Once our plants are introduced into the cold storage of our distribution center they are monitored
through sensors until they reach the optimal temperature for shipping. Once they are ready to be shipped, they are loaded onto cold trucks that keep them fresh until they arrive in store!
Once a new offering has been shelf-life tested and approved for flavor through our taste-testing process, we must now consider how to get it to your local store as fresh as possible.
The goal of packaging a product is to prolong shelf life to reduce food waste and enhance the flavor experience. During the development of a new package, a key factor we must consider is airflow.

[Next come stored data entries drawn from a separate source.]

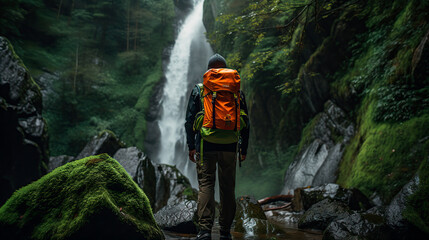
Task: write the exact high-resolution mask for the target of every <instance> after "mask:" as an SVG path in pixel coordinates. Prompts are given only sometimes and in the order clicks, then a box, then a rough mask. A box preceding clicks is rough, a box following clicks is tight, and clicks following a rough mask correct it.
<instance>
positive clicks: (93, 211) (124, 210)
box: [0, 154, 163, 239]
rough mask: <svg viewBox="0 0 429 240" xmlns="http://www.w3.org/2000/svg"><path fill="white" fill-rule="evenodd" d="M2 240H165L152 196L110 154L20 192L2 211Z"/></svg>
mask: <svg viewBox="0 0 429 240" xmlns="http://www.w3.org/2000/svg"><path fill="white" fill-rule="evenodd" d="M98 221H101V222H102V223H103V224H100V223H99V222H98ZM109 228H110V229H109ZM124 229H127V231H129V232H126V233H124V232H123V231H121V230H124ZM115 231H117V232H115ZM2 234H3V235H2ZM123 234H125V235H123ZM0 236H3V237H11V238H14V239H15V238H19V239H79V238H88V237H90V236H98V237H101V238H103V236H105V237H109V238H114V237H115V236H116V237H118V238H122V237H125V238H132V239H136V238H141V239H143V238H146V239H163V235H162V232H161V231H160V229H159V228H158V226H157V225H156V223H155V220H154V217H153V214H152V210H151V208H150V205H149V201H148V199H147V197H146V195H145V194H144V193H143V191H142V190H141V189H140V188H139V187H138V186H137V184H136V183H135V182H134V181H133V180H132V179H131V177H130V176H129V175H128V174H127V173H126V171H125V170H124V169H123V168H122V166H121V165H120V164H119V163H118V162H117V161H116V160H114V159H113V158H110V157H109V156H108V155H107V154H101V155H98V156H91V157H87V158H84V159H81V160H77V161H74V162H71V163H68V164H66V165H64V166H62V167H59V168H56V169H55V170H54V171H52V172H51V173H49V174H48V175H45V176H44V177H42V178H41V179H40V180H38V181H36V182H33V183H32V184H30V185H28V186H26V187H23V188H21V189H20V190H18V191H16V192H15V193H14V194H13V196H12V197H11V198H10V199H9V200H8V201H7V202H6V203H5V205H3V207H2V208H0ZM3 239H6V238H3ZM8 239H10V238H8Z"/></svg>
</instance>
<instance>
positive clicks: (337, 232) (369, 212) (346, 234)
mask: <svg viewBox="0 0 429 240" xmlns="http://www.w3.org/2000/svg"><path fill="white" fill-rule="evenodd" d="M340 239H341V240H344V239H346V240H347V239H350V240H351V239H368V240H370V239H371V240H372V239H374V240H376V239H377V240H378V239H380V240H388V239H398V238H396V236H395V233H394V231H392V228H390V227H389V226H388V225H387V224H386V218H385V216H384V208H383V207H374V208H372V209H370V210H368V211H367V212H365V213H353V214H351V215H349V216H347V217H345V218H342V219H337V220H334V221H333V222H331V223H330V224H329V226H328V227H327V228H326V230H325V231H324V234H323V240H340Z"/></svg>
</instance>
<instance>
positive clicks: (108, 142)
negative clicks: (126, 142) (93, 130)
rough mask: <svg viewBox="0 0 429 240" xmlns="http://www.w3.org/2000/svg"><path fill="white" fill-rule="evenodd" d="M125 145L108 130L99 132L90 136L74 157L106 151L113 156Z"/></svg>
mask: <svg viewBox="0 0 429 240" xmlns="http://www.w3.org/2000/svg"><path fill="white" fill-rule="evenodd" d="M123 147H125V144H124V143H123V142H122V141H120V140H119V139H118V138H117V137H116V135H115V134H114V133H113V132H111V131H108V130H104V131H102V132H100V133H99V134H98V135H96V136H94V137H92V139H91V141H89V142H88V143H87V144H86V146H85V147H84V148H83V150H82V151H81V152H80V153H79V155H77V157H76V159H81V158H84V157H88V156H92V155H97V154H102V153H107V154H109V155H110V156H113V155H114V154H115V153H116V151H118V149H120V148H123Z"/></svg>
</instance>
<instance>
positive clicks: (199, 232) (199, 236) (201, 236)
mask: <svg viewBox="0 0 429 240" xmlns="http://www.w3.org/2000/svg"><path fill="white" fill-rule="evenodd" d="M211 239H212V233H211V231H207V230H202V231H200V232H199V233H198V235H197V238H195V240H211Z"/></svg>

Have you ever noticed the tiny breathing holes on the side of your bag of Bell Peppers or a pack of snacking Tomatoes?
Each product requires varying degrees of ventilation to prevent humidity within the package that causes them to spoil. Tomato-on-the-Vine is a great example as it requires more ventilation than a Cherry Tomato or Beefsteak Tomato.
Once the airflow required in the packaging is determined we create a mock-up to see how effective it is. For new offerings, we put the product in the prototype and then do additional shelf-life testing to see how the product will perform once shipped and in stores.
We are committed to doing better for our planet by crafting packaging that lasts only as long as we need it. After 2 years of thorough research and development, our 100% home compostable Cucumber wrap was introduced. The first of its kind to be launched within the North American marketplace, this eco-friendly wrap protects and preserves our Long English Cucumbers while also avoiding any plastic waste from entering the environment.
The Path Forward is Vertical
You can do a world of good with food. It all starts with how you grow it. In the world greenhouse, our crops are raised in enclosed spaces using high-tech vertical methods keeping our plants cozy all year round.
To grow in a greenhouse requires the ability to control the environment using the latest food technology. Closed-loop irrigation, advances in lighting, and our state-of-the-art climate control system are all examples of developments that are transforming our growing practices and helping to feed the growing global population.
The Future is Fresh
As we continue to trial new and exciting fruits and vegetables in the greenhouse, science will continue to be our friend as we discover how to grow more sustainable and delicious produce.